Ms. Bandele and her husband, Lumumba, helped found Copwatch after the 1999 death of Amadou Diallo in a hail of bullets fired by New York City police officers who mistook a wallet in his hand for a gun. She is frequently called upon to comment on police killings, and so watching these videos is part of her work.

The night before the Castile video posted, Ms. Bandele had to watch the recording of a police officer in Baton Rouge, La., shooting Alton Sterlingas he lay pinned to the ground. But the back-to-back videos, after what has felt like a constant cycle of videos of police killings of black Americans, proved too much.
“It was just a breaking. I have spoken to people who are broken, and they just can’t take any more,” Ms. Bandele said. “Those images visit me at night. The impact is emotional and it is physical.”

Instead, she rushed upstairs to try to take the phones of her two teenage daughters before they could watch the video. But her oldest, Naima, 17, met her on the stairs, distraught, her eyes filled with tears. Ms. Bandele had to take off from work Friday to comfort her girls, to help them deal with the pain they were feeling.
Ms. Berry, the teacher in Iowa, said she worked hard to raise her two boys, Dallas, 15, and Amari, 11, to make a good impression. Square your shoulders, she has always told them, look people in the eyes when they talk to you, and stand up for what is right.

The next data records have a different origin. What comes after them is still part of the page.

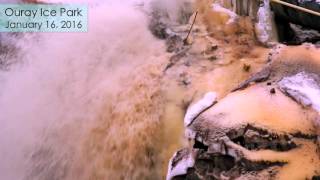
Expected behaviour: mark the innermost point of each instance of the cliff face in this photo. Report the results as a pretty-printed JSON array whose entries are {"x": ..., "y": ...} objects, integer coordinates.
[{"x": 265, "y": 126}]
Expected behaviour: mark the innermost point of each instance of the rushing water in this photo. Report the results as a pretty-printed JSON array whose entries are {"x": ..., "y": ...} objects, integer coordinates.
[{"x": 87, "y": 105}]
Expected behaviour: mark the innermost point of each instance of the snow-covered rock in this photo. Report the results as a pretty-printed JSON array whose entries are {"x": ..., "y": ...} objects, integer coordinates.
[
  {"x": 179, "y": 163},
  {"x": 304, "y": 88}
]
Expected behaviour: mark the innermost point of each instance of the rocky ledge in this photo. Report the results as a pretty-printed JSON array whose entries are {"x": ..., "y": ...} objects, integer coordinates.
[{"x": 266, "y": 128}]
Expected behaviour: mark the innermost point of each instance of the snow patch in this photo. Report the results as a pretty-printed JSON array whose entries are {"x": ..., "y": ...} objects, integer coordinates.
[
  {"x": 194, "y": 110},
  {"x": 304, "y": 88},
  {"x": 264, "y": 24},
  {"x": 218, "y": 8}
]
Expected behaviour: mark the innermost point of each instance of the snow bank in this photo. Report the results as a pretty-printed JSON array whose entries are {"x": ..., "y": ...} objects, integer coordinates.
[
  {"x": 218, "y": 8},
  {"x": 304, "y": 88}
]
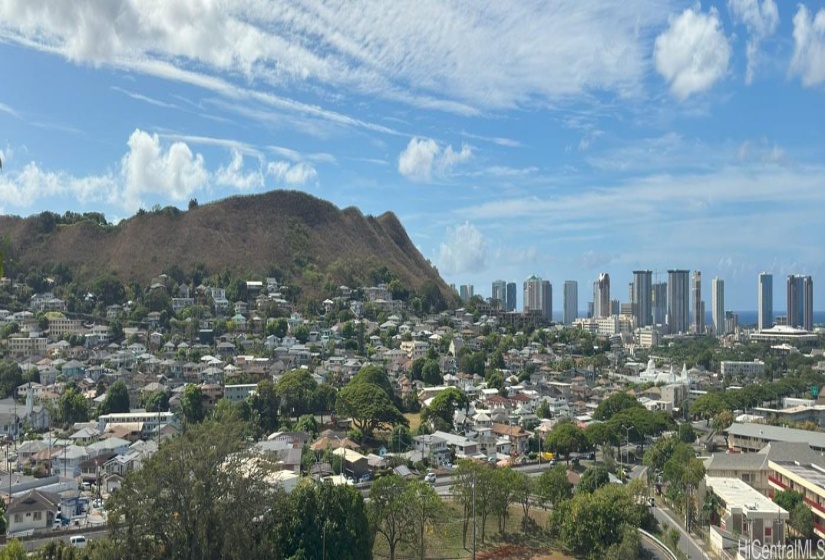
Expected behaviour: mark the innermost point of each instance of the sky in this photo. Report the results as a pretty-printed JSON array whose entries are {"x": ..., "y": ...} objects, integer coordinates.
[{"x": 562, "y": 138}]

But that advice comes with a painful exception: Do none of these things if stopped by the police.

“That is the hurting part,” said Ms. Berry, 37. “Because that is the part that Dallas doesn’t quite get. ‘Why are you telling me to comply if I am not doing anything wrong?’ I am trying to teach them to be men and stand up for themselves, but at the same time I am telling them to back down and not be who they are.”

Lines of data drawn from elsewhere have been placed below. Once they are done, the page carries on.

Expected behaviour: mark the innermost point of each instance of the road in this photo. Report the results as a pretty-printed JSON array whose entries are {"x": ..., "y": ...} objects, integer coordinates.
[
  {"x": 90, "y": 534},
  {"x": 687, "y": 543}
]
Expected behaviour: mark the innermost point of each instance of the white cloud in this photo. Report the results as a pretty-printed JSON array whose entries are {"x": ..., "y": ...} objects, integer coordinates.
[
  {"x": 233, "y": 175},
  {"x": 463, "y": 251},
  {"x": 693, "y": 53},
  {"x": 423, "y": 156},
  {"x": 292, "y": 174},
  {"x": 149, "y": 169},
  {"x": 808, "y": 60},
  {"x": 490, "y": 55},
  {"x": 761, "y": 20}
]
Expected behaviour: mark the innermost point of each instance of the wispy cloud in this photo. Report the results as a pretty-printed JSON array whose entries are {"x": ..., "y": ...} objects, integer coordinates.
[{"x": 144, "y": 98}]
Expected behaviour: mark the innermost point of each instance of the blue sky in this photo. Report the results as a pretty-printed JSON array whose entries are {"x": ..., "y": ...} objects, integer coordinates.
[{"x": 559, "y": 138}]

This past week has only made that tightrope walk all the more difficult, trying to balance protecting her children’s innocence with preparing them for what feels like an eventuality. She sat down with her sons to watch the news coverage of the shootings and said she struggled with how to simultaneously caution her boys and comfort them.

Dallas is about to turn 16, that age when the chests of teenage boys swell with bravado, when they obtain that quintessential American rite of passage — the driver’s license.

“This is something we should be celebrating,” Ms. Berry said, “but I am terrified.”